- Born: 29 January 2001 (age 25) Puenteareas, Spain

Gymnastics career
- Discipline: Trampoline gymnastics
- Country represented: Spain;
- Medal record
Women's Trampoline gymnastics
Representing Spain
World Games
| Gold medal – first place | 2022 Birmingham | Double Mini |
| Bronze medal – third place | 2025 Chengdu | Double Mini |
World Championships
| Gold medal – first place | 2023 Birmingham | Double Mini |
| Gold medal – first place | 2025 Pamplona | Double Mini |
| Silver medal – second place | 2018 Saint Petersburg | Double Mini |
| Bronze medal – third place | 2021 Baku | Double Mini |
| Bronze medal – third place | 2025 Pamplona | Double Mini Team |
European Championships
| Gold medal – first place | 2018 Baku | Double Mini |
| Gold medal – first place | 2022 Rimini | Individual Team |
| Gold medal – first place | 2024 Guimarães | Double Mini |
| Bronze medal – third place | 2018 Baku | Double Mini Team |
| Bronze medal – third place | 2022 Rimini | Double Mini Team |
| Bronze medal – third place | 2024 Guimarães | Double Mini Team |
World Age Group Competitions
| Gold medal – first place | 2017 Sofia | Double Mini |
| Bronze medal – third place | 2015 Odense | Double Mini |
Junior European Championships
| Gold medal – first place | 2016 Valladolid | Double Mini |

= Melania Rodríguez =

Spanish trampoline gymnast (born 2001)

Melania Rodríguez (born 29 January 2001) is a Spanish athlete who competes in trampoline gymnastics.

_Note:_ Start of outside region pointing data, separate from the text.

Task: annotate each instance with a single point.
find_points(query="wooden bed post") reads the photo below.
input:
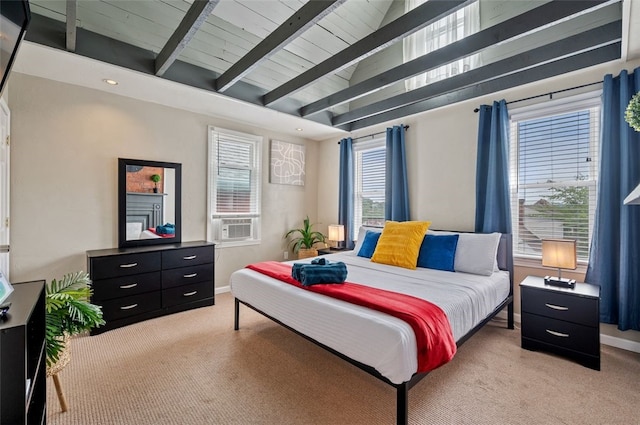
(402, 404)
(236, 318)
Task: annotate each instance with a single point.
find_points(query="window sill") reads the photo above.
(222, 245)
(537, 264)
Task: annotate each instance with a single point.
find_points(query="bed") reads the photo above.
(382, 345)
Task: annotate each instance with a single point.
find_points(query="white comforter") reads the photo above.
(376, 339)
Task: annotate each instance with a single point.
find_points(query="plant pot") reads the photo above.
(307, 253)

As a junior, Rodríguez showed early promise in double mini, winning bronze at the 2015 Trampoline Gymnastics World Age Group Competition, gold at the 2016 Junior European Championships, and gold at the 2017 World Age Group Competition.

She joined the senior national team in 2018 and has since won thirteen medals at major international events, including gold (2022) and bronze (2025) medals at the World Games, two gold medals at the World Championships (2023, 2025), and three gold medals at the European Championships (2018, 2022, 2024).